"Frank Herbert - The Godmakers" - читать интересную книгу автора (Herbert Brian & Frank)

"The god comes anew each time out of chaos," the Abbod said. "We do not
control this; we only know how to make a god."

He felt the dry electricity of fear building in his mouth, recognized the
necessary tension growing around him. The god must come partly out of fear,
but not alone from fear.
"We must stand in awe of our creation," he said. "We must be ready to adore,
to obey, to plead and supplicate."

The acolytes knew their cue. "Adore and obey," they murmured. Awe radiated
from them.

Ah, yes, the Abbod thought; infinite possibilities and infinite peril, that is
where we now stand. The fabric of our universe is woven into these moments.

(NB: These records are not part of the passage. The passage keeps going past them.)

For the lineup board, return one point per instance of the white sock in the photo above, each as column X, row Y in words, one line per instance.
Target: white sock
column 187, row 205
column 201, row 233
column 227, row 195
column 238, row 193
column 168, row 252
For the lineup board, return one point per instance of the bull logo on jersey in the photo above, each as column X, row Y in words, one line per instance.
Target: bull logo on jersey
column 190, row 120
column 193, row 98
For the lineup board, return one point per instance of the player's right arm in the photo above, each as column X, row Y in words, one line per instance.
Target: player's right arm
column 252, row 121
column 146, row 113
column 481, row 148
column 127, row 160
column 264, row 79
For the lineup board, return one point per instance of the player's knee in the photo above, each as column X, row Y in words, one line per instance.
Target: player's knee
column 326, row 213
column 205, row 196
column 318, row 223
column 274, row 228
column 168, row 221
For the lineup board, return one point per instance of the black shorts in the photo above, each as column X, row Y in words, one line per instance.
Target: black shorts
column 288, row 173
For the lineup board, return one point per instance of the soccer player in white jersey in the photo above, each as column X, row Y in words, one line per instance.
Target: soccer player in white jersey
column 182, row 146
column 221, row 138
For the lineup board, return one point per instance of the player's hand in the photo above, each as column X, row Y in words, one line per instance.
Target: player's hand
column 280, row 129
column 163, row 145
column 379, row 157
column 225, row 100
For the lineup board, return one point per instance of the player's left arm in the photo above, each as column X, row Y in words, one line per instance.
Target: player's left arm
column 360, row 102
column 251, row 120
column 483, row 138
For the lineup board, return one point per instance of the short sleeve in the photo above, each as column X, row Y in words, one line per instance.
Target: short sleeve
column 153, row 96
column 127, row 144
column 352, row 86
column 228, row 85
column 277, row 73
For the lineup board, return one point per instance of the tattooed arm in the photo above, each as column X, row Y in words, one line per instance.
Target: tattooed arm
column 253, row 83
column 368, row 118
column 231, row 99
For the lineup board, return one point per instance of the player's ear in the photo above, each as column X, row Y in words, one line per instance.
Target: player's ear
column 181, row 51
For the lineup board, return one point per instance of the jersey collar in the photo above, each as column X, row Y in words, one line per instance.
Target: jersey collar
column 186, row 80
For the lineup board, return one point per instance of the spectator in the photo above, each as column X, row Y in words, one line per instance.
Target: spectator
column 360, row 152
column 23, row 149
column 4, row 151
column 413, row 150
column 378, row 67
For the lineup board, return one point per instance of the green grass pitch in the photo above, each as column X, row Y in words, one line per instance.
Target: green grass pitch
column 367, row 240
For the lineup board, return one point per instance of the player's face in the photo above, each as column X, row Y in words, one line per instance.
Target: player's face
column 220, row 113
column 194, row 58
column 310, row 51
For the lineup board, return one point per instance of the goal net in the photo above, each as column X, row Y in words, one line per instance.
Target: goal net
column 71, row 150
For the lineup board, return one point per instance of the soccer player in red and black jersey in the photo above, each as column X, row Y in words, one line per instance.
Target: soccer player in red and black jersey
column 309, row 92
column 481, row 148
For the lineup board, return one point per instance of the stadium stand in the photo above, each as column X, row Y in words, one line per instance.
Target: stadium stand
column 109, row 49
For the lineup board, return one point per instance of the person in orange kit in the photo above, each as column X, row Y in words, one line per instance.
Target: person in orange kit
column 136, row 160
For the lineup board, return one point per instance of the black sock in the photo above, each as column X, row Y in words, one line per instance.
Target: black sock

He said: "First, we call into being the demishape, the agent of the god we
would create." He lifted his arms, breaking the force flow between the two
walls, setting eddies adrift in the room. As he moved, he felt a
simultaneity, a time-rift in his universe with the image-awareness within him
that told of three things happening together. A vision of his own brother, Ag
Emolirdo, came into his mind, a long-nosed, birdlike human standing in pale
light on faraway Marak, sobbing without cause. This vision flowed into the
image of a hand, one finger depressing a button on a small green box. In the
same instant, he saw himself standing with arms upraised as a Shriggar, the
Chargonian death lizard, stepped from the Psi wall behind him.

The acolytes gasped.

With the exquisite slowness of terror, the Abbod lowered his arms, turned.
Yes, it was a true Shriggar -- a creature so tall it must crouch in this room.
Great scratching talons drooped from its short arms. The narrow head with its
hooked beak open to reveal a forked tongue twisted left, then right. Its
stalk eyes wriggled and its breath filled the room with swamp odors.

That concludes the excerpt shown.